Aws-sdk-java: No retries on network timeouts S3 InputStream

Created on 26 Sep 2016 · 10Comments · Source: aws/aws-sdk-java

It appears that there are no retries attempted when there's a network timeout on the underlying HTTP connection while reading the InputStream from S3Object#getObjectContent. It should instead transparently reconnect (as per the retry policy) and continue from the last byte's position.

Stack trace

Caused by: java.net.SocketTimeoutException: Read timed out 
at java.net.SocketInputStream.socketRead0(Native Method) 
at java.net.SocketInputStream.socketRead(SocketInputStream.java:116) 
at java.net.SocketInputStream.read(SocketInputStream.java:170) 
at java.net.SocketInputStream.read(SocketInputStream.java:141) 
at sun.security.ssl.InputRecord.readFully(InputRecord.java:465) 
at sun.security.ssl.InputRecord.read(InputRecord.java:503) 
at sun.security.ssl.SSLSocketImpl.readRecord(SSLSocketImpl.java:973) 
at sun.security.ssl.SSLSocketImpl.readDataRecord(SSLSocketImpl.java:930) 
at sun.security.ssl.AppInputStream.read(AppInputStream.java:105) 
at org.apache.http.impl.io.SessionInputBufferImpl.streamRead(SessionInputBufferImpl.java:139) 
at org.apache.http.impl.io.SessionInputBufferImpl.read(SessionInputBufferImpl.java:200) 
at org.apache.http.impl.io.ContentLengthInputStream.read(ContentLengthInputStream.java:178) 
at org.apache.http.conn.EofSensorInputStream.read(EofSensorInputStream.java:137) 
at com.amazonaws.internal.SdkFilterInputStream.read(SdkFilterInputStream.java:72) 
at com.amazonaws.event.ProgressInputStream.read(ProgressInputStream.java:151) 
at com.amazonaws.internal.SdkFilterInputStream.read(SdkFilterInputStream.java:72) 
at com.amazonaws.services.s3.model.S3ObjectInputStream.read(S3ObjectInputStream.java:155) 
at com.amazonaws.internal.SdkFilterInputStream.read(SdkFilterInputStream.java:72) 
at com.amazonaws.internal.SdkFilterInputStream.read(SdkFilterInputStream.java:72) 
at com.amazonaws.event.ProgressInputStream.read(ProgressInputStream.java:151) 
at java.security.DigestInputStream.read(DigestInputStream.java:161) 
at com.amazonaws.services.s3.internal.DigestValidationInputStream.read(DigestValidationInputStream.java:59) 
at com.amazonaws.internal.SdkFilterInputStream.read(SdkFilterInputStream.java:72) 
at com.amazonaws.services.s3.model.S3ObjectInputStream.read(S3ObjectInputStream.java:155) 
at java.util.zip.InflaterInputStream.fill(InflaterInputStream.java:238) 
at java.util.zip.InflaterInputStream.read(InflaterInputStream.java:158) 
at java.util.zip.GZIPInputStream.read(GZIPInputStream.java:117) 
at java.io.BufferedInputStream.fill(BufferedInputStream.java:246) 
at java.io.BufferedInputStream.read1(BufferedInputStream.java:286) 
at java.io.BufferedInputStream.read(BufferedInputStream.java:345) 
...

feature-request

Source

phraktle

👍3

Most helpful comment

This is probably not something we'd consider taking on until the next major version bump as it is a big departure from what we do today. The retry policy for all streaming operations do not apply while reading the content because we've passed control back to the caller already. Presumably we could retry transparently by capturing a reference to the client in a special input stream and on calls to read, catch the IO exception and make another ranged GET starting from the last successful byte.

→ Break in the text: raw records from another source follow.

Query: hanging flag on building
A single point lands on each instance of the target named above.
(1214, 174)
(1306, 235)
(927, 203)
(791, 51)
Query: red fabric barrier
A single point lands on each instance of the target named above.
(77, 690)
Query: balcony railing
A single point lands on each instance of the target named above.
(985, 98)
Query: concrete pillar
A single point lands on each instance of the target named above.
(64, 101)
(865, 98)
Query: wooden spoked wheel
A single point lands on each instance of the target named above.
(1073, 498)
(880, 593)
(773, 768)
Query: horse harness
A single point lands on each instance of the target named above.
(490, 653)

The transfer manager utility has some more robust retry and resume behavior, would that meet your needs for now?

shorea on 26 Sep 2016

👍2

All 10 comments

The transfer manager utility has some more robust retry and resume behavior, would that meet your needs for now?

shorea on 26 Sep 2016

👍2

Hi @shorea,

TransferManager does not allow streaming and requires a temporary file, which is not desirable in our use case. Since there's already a S3ObjectInputStream wrapping the stream, it doesn't sound like a stretch to imagine that it should internally reconnect.

Regards,
Viktor

phraktle on 27 Sep 2016

Yeah I think it's definitely possible and makes a lot of sense to honor the retry policy even for streaming operations but I don't think we can add it to the SDK without a major version bump due to the performance implications.

shorea on 27 Sep 2016

Using final S3Object s3Object = s3Client.getObject(bucketName, keyName); I believe I got the same error as well.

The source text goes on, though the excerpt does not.